Asymptotic normality: do the following convergences hold?

Question

Suppose we have a sequence $Z_n$ of estimators with mean $\mu_n$ and variance $\sigma_n^2$. Suppose we know that there exist constants $a_n$ and $b_n(>0)$ such that $\dfrac{Z_n-a_n}{b_n}\to\mathcal N(0,1)$ in distribution.

Then, is it true that $\dfrac{\sigma_n^2}{b_n^2}\to1$ and $\dfrac{\mu_n-a_n}{b_n}\to0$?

Can you please point me to the relevant literature?

Answer 1

This can be solved from basic principles. At the end I'll explain the underlying idea.

Let $X_n$ be a sequence of iid standard Normal variables and, independently of it, let $Y_n$ also be such a sequence. Independently of both of them let $U_n$ be a sequence of independent Bernoulli variables with parameter $1/n$: that is, $U_n$ has a probability $1/n$ of equalling $1$ and otherwise is $0$. Pick a number $p$ (to be determined below) and define

$$Z_n = U_n(Y_n + n^p) + (1-U_n) X_n.$$

Each $Z_n$ is a mixture of a standard Normal (namely $X_n$) and a standard Normal shifted to $n^p$ (namely $Y_n+n^p$).

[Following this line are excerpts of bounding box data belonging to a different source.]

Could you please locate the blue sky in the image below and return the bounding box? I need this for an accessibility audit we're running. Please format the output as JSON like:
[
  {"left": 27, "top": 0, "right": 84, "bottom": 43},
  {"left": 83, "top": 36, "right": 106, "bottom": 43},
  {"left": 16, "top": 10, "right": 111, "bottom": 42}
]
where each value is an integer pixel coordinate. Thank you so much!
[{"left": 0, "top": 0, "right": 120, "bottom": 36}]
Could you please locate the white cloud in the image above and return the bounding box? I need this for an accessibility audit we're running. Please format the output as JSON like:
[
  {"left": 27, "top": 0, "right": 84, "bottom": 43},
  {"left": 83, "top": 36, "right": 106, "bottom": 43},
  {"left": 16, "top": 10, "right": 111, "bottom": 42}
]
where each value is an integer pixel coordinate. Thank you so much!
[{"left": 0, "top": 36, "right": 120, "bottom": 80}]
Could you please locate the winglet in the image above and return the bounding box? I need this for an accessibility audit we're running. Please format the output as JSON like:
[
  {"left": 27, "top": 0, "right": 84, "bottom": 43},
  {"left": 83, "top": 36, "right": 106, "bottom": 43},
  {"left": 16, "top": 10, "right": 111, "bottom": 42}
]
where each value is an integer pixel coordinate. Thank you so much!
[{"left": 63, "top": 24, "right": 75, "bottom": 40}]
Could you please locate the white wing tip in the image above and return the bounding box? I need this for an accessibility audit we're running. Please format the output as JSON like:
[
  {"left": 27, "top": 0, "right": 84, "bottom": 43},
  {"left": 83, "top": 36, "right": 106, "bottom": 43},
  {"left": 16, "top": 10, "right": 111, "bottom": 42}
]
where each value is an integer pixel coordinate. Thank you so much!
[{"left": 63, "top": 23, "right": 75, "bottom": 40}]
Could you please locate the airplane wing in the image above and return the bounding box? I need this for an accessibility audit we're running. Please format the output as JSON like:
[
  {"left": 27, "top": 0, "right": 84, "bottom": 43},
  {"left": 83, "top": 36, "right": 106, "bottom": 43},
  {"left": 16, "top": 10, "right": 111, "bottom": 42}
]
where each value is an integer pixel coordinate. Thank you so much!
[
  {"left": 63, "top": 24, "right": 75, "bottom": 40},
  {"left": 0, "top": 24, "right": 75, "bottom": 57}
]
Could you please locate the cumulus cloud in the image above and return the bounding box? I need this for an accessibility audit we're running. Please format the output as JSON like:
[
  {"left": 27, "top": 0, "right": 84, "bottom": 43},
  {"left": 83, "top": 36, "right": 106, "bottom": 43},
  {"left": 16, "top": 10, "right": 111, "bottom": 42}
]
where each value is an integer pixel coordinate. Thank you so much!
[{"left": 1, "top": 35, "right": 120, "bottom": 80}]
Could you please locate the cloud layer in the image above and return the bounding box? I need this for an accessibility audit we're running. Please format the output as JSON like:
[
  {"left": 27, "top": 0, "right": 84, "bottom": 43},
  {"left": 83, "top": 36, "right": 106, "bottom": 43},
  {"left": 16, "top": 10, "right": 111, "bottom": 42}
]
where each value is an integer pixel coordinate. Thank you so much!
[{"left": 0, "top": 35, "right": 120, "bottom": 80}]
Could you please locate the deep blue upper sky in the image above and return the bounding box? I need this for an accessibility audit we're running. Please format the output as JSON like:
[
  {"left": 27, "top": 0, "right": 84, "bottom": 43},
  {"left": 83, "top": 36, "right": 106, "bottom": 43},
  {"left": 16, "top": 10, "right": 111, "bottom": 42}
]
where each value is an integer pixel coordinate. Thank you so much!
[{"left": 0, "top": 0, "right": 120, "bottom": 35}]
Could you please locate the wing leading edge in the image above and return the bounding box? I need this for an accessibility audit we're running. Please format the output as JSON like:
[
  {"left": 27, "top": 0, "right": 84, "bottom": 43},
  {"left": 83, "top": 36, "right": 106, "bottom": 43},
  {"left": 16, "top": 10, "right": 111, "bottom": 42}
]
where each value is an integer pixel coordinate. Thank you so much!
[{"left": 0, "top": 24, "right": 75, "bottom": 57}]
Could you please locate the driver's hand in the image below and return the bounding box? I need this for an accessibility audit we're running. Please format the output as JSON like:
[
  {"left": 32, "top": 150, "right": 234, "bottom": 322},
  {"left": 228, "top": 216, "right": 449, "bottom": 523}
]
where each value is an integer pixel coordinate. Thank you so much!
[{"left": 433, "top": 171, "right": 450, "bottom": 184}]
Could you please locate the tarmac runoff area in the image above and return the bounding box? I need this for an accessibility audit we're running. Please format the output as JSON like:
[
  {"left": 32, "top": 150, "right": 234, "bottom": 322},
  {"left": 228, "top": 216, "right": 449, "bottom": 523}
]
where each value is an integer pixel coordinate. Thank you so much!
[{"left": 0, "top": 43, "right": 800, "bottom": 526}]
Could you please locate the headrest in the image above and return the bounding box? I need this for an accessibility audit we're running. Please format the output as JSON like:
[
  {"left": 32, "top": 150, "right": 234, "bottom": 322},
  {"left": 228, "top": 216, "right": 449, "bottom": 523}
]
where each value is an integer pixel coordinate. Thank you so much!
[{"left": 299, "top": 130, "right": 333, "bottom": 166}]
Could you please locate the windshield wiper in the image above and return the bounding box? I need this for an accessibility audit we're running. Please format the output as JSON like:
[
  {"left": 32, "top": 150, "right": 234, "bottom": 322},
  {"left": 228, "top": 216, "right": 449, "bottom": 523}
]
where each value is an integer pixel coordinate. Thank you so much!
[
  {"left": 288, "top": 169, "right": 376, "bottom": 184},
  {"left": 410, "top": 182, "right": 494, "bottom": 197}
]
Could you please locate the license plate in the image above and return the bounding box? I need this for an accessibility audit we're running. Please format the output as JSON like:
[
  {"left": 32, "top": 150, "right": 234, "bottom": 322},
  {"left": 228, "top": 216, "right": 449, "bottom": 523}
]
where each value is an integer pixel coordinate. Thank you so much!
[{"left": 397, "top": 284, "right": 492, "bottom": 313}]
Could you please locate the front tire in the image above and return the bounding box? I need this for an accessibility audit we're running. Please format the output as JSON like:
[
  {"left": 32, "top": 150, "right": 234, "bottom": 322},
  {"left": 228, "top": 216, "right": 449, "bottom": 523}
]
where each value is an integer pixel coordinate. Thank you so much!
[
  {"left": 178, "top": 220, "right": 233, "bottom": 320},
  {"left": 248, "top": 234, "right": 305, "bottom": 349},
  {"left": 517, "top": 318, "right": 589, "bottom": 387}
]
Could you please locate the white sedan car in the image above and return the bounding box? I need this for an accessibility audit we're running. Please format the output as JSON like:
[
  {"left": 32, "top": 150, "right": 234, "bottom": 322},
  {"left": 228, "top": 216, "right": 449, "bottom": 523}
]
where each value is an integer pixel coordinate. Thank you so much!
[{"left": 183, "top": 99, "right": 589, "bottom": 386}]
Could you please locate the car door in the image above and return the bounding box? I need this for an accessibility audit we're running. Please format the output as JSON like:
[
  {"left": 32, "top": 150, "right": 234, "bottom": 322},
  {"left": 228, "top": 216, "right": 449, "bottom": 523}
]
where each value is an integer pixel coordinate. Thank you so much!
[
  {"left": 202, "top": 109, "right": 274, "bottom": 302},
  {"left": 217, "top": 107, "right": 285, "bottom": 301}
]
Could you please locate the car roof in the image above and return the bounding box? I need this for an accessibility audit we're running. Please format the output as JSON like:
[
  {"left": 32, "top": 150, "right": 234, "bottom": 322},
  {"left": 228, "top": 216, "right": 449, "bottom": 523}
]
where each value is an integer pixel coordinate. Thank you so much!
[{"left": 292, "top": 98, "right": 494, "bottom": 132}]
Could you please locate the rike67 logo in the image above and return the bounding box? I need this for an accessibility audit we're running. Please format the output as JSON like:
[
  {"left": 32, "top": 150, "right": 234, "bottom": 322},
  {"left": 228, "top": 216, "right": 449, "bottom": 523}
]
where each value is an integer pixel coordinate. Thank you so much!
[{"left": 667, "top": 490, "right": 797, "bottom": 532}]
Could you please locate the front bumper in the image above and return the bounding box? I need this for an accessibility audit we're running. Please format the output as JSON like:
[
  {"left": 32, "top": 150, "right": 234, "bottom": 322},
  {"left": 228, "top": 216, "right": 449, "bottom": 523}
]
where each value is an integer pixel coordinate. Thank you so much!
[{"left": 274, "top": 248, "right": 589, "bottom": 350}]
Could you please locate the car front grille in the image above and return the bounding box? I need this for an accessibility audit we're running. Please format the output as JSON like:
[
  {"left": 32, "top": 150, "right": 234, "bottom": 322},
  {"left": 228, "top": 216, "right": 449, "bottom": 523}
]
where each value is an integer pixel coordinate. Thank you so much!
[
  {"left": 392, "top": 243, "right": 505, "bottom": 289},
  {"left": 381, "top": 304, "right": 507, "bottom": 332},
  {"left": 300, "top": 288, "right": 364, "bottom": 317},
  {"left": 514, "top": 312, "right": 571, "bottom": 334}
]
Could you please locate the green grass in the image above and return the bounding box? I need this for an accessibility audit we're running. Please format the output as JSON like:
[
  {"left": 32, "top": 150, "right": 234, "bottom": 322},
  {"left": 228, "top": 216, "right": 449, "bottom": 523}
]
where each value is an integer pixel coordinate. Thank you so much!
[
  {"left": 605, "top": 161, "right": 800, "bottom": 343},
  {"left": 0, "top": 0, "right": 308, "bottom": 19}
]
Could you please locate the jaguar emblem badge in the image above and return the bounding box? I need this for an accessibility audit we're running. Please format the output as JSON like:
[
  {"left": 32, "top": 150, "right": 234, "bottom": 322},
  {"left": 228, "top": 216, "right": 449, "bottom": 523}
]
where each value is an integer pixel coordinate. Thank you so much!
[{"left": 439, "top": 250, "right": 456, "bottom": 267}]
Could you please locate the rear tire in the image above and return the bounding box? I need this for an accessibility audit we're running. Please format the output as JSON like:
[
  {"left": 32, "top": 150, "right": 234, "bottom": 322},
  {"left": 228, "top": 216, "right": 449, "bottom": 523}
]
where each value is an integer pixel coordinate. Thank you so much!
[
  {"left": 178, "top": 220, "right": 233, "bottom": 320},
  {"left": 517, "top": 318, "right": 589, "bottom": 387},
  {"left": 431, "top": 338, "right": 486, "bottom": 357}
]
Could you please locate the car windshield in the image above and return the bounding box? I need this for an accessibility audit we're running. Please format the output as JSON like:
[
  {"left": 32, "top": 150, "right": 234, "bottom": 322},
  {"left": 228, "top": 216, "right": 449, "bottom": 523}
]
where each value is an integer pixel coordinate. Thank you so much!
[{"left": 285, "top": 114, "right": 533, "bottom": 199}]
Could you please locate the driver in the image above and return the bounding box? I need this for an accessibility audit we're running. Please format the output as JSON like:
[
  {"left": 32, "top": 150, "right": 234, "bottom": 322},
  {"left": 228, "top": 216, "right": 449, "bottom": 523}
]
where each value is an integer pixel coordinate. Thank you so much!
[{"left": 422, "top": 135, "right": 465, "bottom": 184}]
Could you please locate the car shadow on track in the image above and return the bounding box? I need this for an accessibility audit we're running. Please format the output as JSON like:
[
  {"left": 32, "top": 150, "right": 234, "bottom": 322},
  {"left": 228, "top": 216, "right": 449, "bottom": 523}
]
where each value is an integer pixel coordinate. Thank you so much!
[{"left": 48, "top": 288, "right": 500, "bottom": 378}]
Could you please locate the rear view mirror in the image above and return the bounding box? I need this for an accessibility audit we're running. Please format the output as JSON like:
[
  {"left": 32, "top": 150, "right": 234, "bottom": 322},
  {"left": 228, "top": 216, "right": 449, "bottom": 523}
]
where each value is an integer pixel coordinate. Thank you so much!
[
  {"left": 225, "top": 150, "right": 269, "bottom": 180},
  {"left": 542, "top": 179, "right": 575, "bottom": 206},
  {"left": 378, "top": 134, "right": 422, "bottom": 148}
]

Compute the mean and variance of $Z_n$:

$$\mu_n = n^{p-1};\quad \sigma^2_n = 1 + (n-1)n^{2(p-1)}.$$

The distribution of $Z_n$ approaches a standard Normal distribution $\Phi$ because its distribution function is

$$F_{Z_n}(z) = \frac{n-1}{n}\Phi(z) + \frac{1}{n}\Phi(z-n^p) \to \Phi(z).$$

Consequently $a_n=0$ and $b_n=1$ will work, since $(Z_n-a_n)/b_n=Z_n$. Nevertheless,

$$\frac{\sigma_n^2}{b_n^2} = \frac{1 + (n-1)n^{2(p-1)}}{1} \approx n^{2p-1}$$

diverges for $p \gt 1/2$ and

$$\frac{\mu_n-a_n}{b_n} = \frac{n^{p-1}}{1}$$ diverges for $p \gt 1$.

What has happened is that moving a vanishing bit of the total probability ($1/n$ of it) doesn't change the limiting distribution, but spreading the two components far enough to counterbalance that small probability (by selecting a sufficiently large $p$) allows us to control the mean and variance and even make them both diverge.